(Business in Cameroon) - Cameroon could reduce its dependence on food imports (rice, wheat, fish, malt, and beet sugar...) by 31.7% by 2043, a recent ISSA Africa report found.
The organization expects this decline to come from sharp progress in the agricultural sector to the extent that, by 2043, the country's net agricultural import will represent 2.8% of total agricultural demand. This is well below the projected average of 36.8% for lower-middle-income countries in Africa and suggesting “that in terms of food sufficiency, Cameroon would have outperformed its income peers on the continent,” the report says.

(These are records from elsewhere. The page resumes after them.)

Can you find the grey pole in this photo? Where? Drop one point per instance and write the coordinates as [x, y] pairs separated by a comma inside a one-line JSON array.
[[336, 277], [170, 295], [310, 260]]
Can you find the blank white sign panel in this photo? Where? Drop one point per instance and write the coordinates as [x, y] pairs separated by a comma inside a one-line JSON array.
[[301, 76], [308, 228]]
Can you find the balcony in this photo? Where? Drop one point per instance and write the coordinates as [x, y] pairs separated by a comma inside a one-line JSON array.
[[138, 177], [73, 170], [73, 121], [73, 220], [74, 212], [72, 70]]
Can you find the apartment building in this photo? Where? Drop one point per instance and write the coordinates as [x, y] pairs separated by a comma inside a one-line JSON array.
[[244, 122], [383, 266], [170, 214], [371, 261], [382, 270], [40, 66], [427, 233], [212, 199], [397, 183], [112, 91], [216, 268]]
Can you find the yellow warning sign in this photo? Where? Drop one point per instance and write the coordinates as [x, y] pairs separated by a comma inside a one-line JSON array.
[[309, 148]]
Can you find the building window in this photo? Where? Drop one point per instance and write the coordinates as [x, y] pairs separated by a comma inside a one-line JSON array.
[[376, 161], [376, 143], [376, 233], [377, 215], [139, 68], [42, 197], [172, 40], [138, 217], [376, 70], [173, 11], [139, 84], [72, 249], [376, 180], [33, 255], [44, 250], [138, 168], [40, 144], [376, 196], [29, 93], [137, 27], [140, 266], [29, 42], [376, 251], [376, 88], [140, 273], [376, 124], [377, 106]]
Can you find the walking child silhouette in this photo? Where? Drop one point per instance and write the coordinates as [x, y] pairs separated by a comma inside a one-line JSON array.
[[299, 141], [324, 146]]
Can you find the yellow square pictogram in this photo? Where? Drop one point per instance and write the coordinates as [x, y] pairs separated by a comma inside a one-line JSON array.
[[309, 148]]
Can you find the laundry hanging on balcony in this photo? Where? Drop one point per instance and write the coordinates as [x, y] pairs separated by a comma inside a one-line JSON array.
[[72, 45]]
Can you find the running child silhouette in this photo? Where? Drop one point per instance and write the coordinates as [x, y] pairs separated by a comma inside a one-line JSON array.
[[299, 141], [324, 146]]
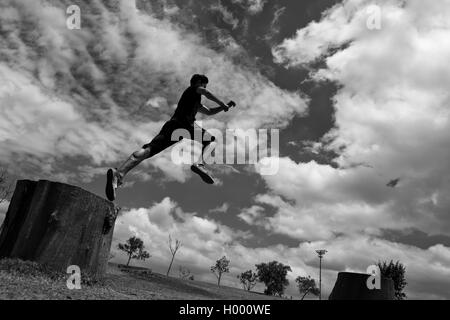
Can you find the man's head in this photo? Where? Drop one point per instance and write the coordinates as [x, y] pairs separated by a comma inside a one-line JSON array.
[[199, 80]]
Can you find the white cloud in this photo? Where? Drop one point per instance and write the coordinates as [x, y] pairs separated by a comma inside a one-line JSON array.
[[391, 118], [392, 109], [252, 6], [69, 94], [205, 240]]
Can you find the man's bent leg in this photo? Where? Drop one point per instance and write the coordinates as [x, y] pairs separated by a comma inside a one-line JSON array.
[[114, 177], [134, 159], [199, 168]]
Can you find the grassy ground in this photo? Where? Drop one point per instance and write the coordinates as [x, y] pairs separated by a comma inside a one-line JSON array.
[[28, 280]]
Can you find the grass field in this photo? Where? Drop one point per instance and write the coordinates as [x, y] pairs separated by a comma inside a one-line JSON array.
[[27, 280]]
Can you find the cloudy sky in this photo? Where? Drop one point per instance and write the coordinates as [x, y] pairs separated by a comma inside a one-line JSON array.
[[358, 101]]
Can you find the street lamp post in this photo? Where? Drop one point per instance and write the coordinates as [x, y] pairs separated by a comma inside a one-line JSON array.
[[321, 253]]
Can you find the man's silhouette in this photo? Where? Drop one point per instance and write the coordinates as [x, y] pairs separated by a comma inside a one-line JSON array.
[[183, 118]]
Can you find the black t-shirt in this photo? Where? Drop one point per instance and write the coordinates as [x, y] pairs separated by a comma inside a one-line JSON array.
[[187, 106]]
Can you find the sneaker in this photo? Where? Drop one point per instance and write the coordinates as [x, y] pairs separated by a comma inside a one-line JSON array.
[[202, 172], [113, 181]]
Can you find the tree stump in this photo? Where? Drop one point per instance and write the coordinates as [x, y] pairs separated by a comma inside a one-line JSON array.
[[58, 225], [353, 286]]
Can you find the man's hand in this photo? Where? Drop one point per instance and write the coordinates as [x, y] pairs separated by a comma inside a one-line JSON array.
[[229, 105]]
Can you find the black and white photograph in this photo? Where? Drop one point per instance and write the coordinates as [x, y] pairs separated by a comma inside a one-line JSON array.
[[268, 153]]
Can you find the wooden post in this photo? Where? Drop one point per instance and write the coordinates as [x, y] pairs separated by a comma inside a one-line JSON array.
[[353, 286], [58, 225]]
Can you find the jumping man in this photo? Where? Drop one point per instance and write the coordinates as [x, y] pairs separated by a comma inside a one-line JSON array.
[[183, 118]]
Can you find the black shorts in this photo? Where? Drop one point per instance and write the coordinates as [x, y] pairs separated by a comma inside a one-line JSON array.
[[164, 138]]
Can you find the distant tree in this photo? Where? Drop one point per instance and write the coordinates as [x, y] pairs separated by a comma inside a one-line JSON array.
[[134, 247], [273, 274], [173, 250], [248, 279], [307, 285], [221, 267], [396, 271], [5, 187], [185, 273]]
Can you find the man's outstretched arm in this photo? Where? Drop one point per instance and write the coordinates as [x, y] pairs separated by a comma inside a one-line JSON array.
[[209, 111]]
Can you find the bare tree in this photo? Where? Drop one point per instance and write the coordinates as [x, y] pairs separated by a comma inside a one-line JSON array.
[[134, 247], [221, 267], [5, 187], [248, 279], [185, 273], [173, 250]]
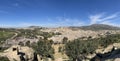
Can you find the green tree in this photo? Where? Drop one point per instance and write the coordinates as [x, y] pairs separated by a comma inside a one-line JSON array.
[[65, 39], [44, 48]]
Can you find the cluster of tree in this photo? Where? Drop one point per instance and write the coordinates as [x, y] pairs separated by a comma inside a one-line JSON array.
[[78, 48], [44, 48], [4, 35], [4, 59]]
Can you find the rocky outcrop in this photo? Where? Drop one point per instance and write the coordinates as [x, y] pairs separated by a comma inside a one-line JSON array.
[[24, 53]]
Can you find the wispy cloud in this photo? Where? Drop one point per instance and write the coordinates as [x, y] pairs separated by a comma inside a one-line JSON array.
[[2, 11], [100, 18], [62, 21], [16, 4]]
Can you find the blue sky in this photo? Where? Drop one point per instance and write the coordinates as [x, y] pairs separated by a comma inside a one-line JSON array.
[[52, 13]]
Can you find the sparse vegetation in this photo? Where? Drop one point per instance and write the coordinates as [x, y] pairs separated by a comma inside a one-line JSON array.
[[4, 59]]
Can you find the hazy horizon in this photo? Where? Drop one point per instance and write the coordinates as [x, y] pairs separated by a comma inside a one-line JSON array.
[[56, 13]]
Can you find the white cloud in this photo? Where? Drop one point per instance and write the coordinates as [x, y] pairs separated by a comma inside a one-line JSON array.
[[99, 18], [61, 21], [16, 4], [2, 11]]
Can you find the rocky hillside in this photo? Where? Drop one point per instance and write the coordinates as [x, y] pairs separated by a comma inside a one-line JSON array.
[[96, 27]]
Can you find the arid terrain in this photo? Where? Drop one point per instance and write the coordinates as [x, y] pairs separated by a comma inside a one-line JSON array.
[[91, 43]]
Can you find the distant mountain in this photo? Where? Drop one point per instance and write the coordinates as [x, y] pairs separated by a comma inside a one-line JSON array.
[[96, 27]]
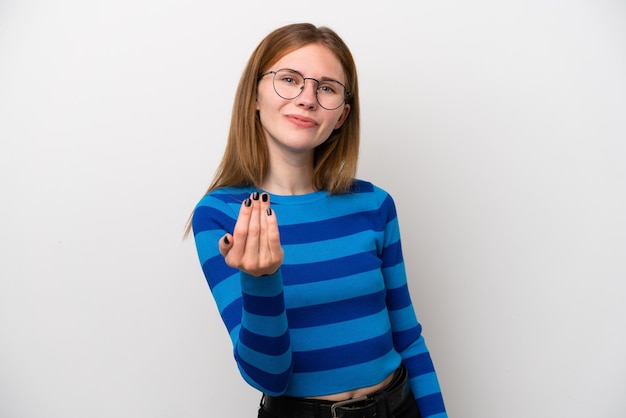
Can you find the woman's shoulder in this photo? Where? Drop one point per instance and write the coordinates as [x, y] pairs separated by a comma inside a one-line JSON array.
[[361, 186], [225, 197]]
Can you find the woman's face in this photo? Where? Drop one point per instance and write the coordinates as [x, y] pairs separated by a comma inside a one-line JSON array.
[[297, 126]]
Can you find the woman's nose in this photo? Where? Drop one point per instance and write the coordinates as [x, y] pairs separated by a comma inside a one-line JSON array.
[[308, 96]]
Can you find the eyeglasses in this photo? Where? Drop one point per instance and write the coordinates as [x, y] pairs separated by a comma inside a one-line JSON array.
[[289, 84]]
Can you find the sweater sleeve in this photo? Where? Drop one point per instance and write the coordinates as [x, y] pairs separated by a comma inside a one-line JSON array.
[[406, 330], [252, 308]]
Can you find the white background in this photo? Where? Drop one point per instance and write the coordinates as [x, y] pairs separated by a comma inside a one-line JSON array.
[[499, 128]]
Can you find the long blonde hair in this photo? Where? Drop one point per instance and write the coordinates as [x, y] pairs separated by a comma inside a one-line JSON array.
[[246, 159]]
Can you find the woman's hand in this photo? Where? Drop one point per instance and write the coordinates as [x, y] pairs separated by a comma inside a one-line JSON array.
[[254, 246]]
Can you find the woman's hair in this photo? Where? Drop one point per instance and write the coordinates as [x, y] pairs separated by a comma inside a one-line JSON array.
[[246, 158]]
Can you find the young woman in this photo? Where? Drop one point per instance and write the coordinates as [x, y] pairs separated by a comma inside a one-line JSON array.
[[304, 261]]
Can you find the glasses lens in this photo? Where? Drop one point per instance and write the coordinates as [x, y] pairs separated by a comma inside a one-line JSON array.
[[330, 94], [289, 84]]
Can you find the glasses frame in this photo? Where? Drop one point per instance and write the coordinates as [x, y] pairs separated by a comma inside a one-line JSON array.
[[346, 92]]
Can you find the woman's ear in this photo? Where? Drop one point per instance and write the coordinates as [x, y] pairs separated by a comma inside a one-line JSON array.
[[343, 117]]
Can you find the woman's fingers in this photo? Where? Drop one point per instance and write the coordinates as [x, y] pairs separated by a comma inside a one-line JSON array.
[[254, 246], [225, 244]]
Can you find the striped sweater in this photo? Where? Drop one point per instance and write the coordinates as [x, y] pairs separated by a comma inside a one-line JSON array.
[[337, 315]]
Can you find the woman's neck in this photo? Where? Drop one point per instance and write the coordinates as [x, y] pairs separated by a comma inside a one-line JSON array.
[[289, 177]]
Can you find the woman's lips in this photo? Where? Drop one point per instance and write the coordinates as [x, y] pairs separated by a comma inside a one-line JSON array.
[[302, 121]]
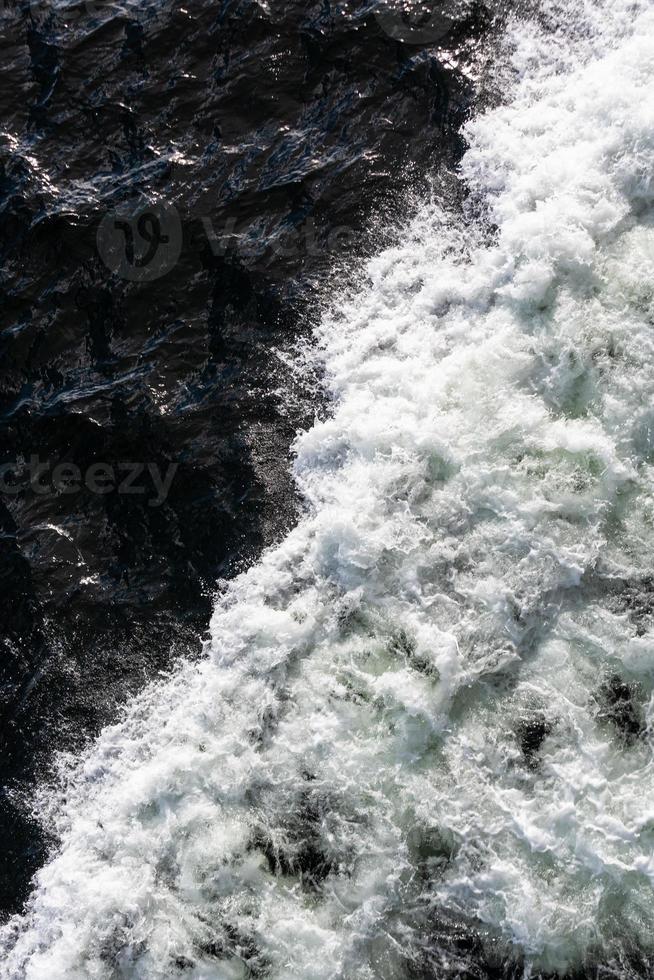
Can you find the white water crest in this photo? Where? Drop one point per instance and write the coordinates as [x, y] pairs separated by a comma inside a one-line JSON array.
[[420, 743]]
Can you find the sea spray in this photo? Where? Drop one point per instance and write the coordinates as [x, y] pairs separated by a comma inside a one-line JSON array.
[[420, 742]]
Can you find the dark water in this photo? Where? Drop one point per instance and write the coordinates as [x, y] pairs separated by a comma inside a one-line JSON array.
[[255, 143]]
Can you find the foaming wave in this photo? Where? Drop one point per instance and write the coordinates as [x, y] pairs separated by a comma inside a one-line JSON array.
[[420, 743]]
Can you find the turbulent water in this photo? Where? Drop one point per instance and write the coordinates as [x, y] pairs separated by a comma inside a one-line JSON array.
[[420, 741]]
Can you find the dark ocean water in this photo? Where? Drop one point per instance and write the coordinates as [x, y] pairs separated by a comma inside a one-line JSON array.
[[177, 185]]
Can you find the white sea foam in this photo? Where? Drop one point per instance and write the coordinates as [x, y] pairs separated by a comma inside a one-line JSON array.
[[422, 733]]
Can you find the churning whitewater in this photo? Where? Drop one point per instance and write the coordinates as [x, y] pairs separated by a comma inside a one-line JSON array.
[[420, 743]]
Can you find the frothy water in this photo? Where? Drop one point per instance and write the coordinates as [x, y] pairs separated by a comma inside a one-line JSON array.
[[420, 743]]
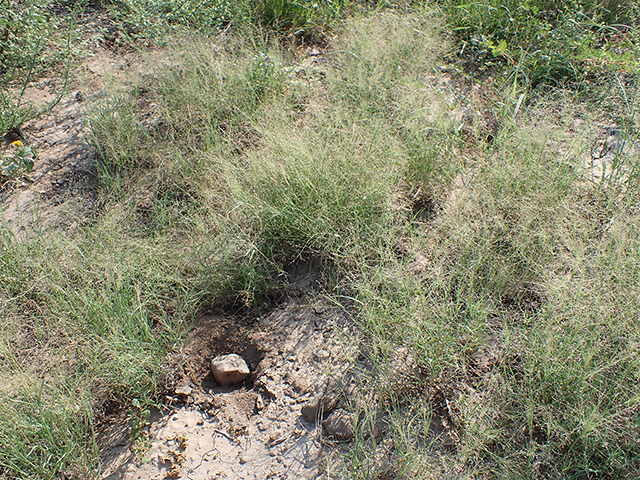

Under this scenario, extreme poverty in the country is forecasted to decline to 11.2 million people (24.1% of the population) by 2043. This is 6.1 percentage points lower than the current path forecast for the same year and 14.2 percentage points lower than the average for lower middle-income countries in Africa. “It also means that the Agriculture scenario could lift 2.9 million more Cameroonians out of extreme poverty by 2043. With the majority of poor citizens especially in the rural areas of Cameroon heavily dependent on agriculture for livelihood, it is not surprising that the Agriculture scenario has such a huge impact on poverty reduction in the country,” the document reads.
The South African think tank suggests that the Cameroonian government put in place a policy of reasonable but ambitious increases in yields per hectare (reflecting better management and seed and fertilizer technology), increased irrigated land, and reduced losses and waste. “By 2043, the Agriculture scenario forecast will lead to an increase in yield per hectare of 8.1 tons, which will be 2.3 tons higher than the Current Path estimate of 5.8 tons per hectare. The projections in the Agriculture scenario will be higher than the 6.1 tons projected average for lower middle-income African countries,” according to the report.
For now, FMCGs such as rice, frozen fish, and wheat (to produce flour) are mostly imported and exempt from customs duties. These incentives cost the Treasury CFA52 billion, CFA58 billion, and CFA30 billion respectively each year. However, the government is already working to suspend exemptions on imports of goods that can be produced locally, starting in 2023.
As part of the 2023 Finance Law preparation, President Paul Biya prescribed “the abolition of exemptions on imports of products that are already manufactured locally or having local substitutes, as well as those affecting the development of certain sectors, to encourage their local production and competitiveness.”